04.04.2011 • NewsKionToyotaKohlberg Kravis Roberts (KKR)

German Forklift Maker Kion Sets Bond Market Debut

 

German forklift truck maker Kion is set to make its debut on financial markets with its first ever corporate bond, helping to pave the way for a stock exchange listing in the medium term.

In a statement on Friday, the industry No. 2 behind Toyota Industries said the offering would start next week with net proceeds going to refinance its syndicated debt.

A source familiar with the matter said the issue of senior secured notes would likely be at least €400 million ($565 million) in size, or about 15% of its overall net debt, and would serve as a calling card for further bond sales.

"If you look at the private equity owned companies that classically go public on the stock exchange, they usually start with issuing a high-yield bond," the person said.

"Any listing though would be in the mid-term, and certainly not this year."

Kion was purchased by KKR and Goldman Sachs for €4 billion in 2006 after parent Linde sold its material handling business to focus on industrial gases.

The company, whose outstanding net debt amounted to €2.6 billion at the end of last year, is financed almost entirely through a first-lien loan from a banking and investor consortium, and the lion's share of its debt matures in 2014 and 2015.

Through the issue, Kion would create a basis for market transparency by publishing quarterly results, gain greater financial flexibility, broaden its investor basis and stretch its one-sided maturity profile towards 2018.

Manufacturers In Demand
Once the debt risk clustered around 2014 is done away with and Kion becomes better known to investors in financial markets, it could then take the final step and tap equity markets for financing through a stock market flotation.
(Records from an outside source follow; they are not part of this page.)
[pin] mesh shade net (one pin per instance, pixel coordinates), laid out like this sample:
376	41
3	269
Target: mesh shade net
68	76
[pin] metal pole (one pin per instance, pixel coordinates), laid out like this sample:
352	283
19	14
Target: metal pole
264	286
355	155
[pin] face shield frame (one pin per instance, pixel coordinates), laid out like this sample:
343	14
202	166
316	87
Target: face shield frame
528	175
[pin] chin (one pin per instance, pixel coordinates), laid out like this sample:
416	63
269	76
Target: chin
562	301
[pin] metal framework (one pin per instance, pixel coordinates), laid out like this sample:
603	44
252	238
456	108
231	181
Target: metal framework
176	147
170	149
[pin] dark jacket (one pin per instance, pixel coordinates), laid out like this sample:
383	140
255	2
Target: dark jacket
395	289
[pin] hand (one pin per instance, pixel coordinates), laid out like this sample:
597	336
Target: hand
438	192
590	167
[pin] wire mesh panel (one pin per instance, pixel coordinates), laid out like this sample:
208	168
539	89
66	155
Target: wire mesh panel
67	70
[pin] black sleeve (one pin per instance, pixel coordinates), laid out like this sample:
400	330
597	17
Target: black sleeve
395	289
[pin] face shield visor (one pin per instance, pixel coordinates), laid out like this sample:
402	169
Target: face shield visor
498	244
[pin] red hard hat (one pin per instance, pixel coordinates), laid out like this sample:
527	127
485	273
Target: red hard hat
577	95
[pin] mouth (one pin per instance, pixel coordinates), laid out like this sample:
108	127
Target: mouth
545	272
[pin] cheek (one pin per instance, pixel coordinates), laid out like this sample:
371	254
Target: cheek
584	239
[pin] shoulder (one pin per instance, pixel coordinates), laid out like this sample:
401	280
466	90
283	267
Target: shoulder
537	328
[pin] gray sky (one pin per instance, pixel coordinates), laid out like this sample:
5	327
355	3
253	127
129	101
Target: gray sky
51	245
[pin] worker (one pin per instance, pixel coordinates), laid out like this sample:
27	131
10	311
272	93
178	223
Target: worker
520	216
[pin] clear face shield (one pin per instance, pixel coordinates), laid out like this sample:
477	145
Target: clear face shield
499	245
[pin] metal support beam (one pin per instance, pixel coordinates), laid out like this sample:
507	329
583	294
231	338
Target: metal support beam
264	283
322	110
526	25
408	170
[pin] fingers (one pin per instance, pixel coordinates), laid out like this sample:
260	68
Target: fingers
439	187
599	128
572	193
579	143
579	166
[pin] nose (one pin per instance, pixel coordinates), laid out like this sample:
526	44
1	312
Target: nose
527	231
Bankers say market demand for German manufacturers is robust thanks to their strong positioning in emerging markets, where Kion sells over a quarter of all new forklift and counterbalance trucks.

"Of all of the markets in Europe that an institutional asset allocator would be looking at, Germany would be one of the markets that you would go overweight in at the moment," said Adam Young, joint global head of equity capital markets at Rothschild in London.
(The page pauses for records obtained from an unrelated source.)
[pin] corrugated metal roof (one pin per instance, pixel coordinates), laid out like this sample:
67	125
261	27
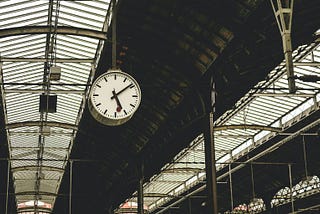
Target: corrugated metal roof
267	108
38	159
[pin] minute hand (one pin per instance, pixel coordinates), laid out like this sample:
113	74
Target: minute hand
122	90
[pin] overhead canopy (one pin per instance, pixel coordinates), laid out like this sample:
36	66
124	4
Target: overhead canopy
171	48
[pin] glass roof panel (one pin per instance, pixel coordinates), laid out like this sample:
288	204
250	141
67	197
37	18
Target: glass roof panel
27	59
246	126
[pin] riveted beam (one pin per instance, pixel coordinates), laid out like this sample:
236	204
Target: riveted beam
37	60
41	123
247	126
47	29
35	168
182	170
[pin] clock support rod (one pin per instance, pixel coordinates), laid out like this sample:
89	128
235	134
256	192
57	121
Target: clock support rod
114	34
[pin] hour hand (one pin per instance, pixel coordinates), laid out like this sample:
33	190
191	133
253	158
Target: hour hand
119	107
122	90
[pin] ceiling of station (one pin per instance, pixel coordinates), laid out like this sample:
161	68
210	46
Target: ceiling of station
172	48
40	140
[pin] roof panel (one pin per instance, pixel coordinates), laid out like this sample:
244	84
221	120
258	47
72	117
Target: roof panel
25	79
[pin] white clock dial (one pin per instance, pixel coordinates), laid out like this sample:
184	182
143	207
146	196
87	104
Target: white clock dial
115	96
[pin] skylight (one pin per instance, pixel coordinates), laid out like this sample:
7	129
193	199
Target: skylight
40	142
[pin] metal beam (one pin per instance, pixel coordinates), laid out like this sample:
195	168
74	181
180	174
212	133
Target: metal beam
36	133
41	91
41	123
281	95
182	170
45	148
35	168
57	60
37	193
247	126
47	29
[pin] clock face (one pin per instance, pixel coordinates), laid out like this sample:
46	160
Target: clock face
115	95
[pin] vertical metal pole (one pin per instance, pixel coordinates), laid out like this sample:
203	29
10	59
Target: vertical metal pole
70	186
210	158
189	203
231	190
290	183
305	156
283	15
211	164
8	182
114	34
140	189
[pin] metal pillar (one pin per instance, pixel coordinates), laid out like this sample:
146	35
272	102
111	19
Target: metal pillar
210	158
8	182
305	157
70	186
283	12
290	183
140	189
230	185
189	205
114	34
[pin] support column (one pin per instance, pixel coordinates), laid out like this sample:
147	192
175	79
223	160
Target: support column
140	189
8	184
114	34
70	186
283	13
210	158
231	188
290	183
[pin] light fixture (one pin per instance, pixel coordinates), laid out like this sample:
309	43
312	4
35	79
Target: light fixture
55	73
48	103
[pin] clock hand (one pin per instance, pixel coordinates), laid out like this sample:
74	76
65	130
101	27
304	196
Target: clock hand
122	90
119	107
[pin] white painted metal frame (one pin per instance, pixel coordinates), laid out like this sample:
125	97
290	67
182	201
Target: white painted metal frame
265	111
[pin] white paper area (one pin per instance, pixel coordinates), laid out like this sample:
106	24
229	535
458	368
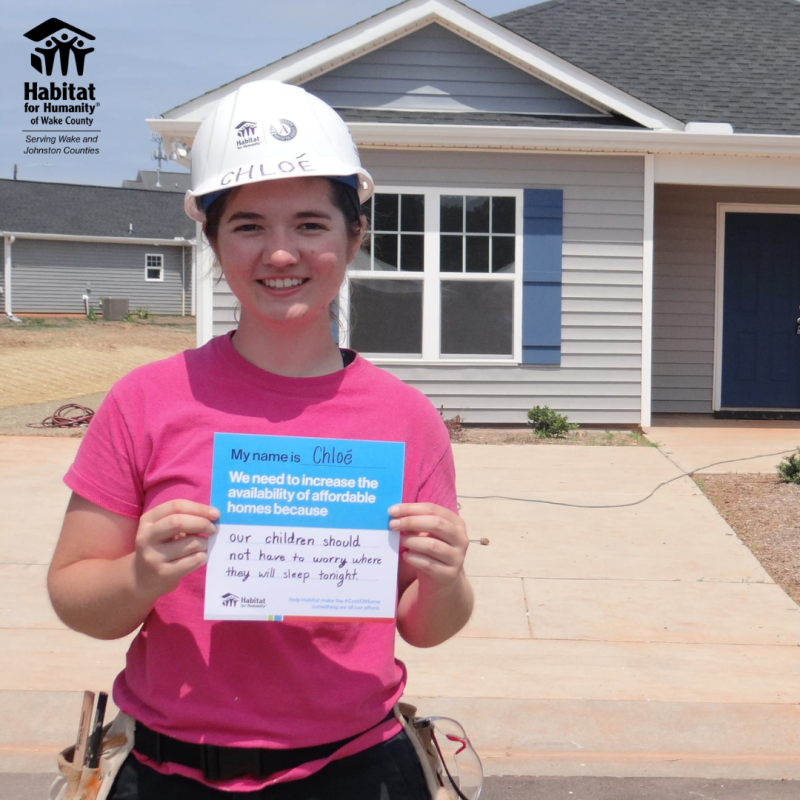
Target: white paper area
258	572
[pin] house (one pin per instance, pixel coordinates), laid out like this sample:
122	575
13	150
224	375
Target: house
589	204
67	245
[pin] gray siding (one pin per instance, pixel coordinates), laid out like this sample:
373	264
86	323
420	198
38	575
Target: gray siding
52	276
685	244
599	379
434	69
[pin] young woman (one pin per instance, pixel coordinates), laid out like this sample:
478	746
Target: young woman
273	710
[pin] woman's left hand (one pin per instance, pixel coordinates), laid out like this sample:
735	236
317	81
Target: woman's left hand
435	541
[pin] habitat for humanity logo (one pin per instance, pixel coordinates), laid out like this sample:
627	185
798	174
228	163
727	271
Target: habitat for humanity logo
56	35
246	135
60	110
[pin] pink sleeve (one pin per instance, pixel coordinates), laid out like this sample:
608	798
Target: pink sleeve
104	471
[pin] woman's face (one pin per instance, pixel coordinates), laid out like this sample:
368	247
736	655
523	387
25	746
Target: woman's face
284	248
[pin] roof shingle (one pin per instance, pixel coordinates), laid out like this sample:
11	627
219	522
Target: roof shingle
730	61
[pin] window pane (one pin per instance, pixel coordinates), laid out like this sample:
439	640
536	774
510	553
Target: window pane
411	258
362	259
477	253
477	317
386	212
413	216
366	210
502	254
450	254
386	316
452	214
504	214
478	214
385	245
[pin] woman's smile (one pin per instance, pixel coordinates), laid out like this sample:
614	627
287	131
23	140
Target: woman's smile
284	248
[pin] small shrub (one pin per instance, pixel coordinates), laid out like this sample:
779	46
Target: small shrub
454	426
789	468
548	424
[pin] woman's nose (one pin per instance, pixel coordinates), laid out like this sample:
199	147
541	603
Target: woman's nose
279	254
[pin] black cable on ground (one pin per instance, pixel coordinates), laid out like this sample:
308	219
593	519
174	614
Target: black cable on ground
620	505
71	415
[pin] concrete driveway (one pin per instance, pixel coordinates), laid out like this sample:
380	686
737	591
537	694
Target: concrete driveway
643	640
694	440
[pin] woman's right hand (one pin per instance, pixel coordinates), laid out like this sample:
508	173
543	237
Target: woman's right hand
171	541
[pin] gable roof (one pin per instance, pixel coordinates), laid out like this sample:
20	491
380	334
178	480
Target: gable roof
79	210
696	60
399	21
170	181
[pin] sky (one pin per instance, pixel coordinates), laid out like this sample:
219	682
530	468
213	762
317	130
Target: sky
148	58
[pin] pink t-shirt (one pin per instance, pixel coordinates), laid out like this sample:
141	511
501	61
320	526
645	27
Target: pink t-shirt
252	684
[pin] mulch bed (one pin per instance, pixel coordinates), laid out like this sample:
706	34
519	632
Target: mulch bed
765	514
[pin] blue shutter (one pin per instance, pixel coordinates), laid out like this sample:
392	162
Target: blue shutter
543	211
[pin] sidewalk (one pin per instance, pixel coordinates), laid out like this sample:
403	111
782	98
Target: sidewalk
640	641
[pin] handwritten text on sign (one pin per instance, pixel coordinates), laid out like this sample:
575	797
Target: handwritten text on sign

"Clearly the whole industrial manufacturing orders situation there is far ahead of every other market in Europe. So if you've got some institutional cash that you want to put in the equity market, putting it into mainstream German manufacturing is not a difficult decision to take right now."

Kion posted a 15% sales hike to €3.5 billion last year and underlying profit of €462 million. Its free cash flow, a key metric for indebted companies, amounted to €76 million.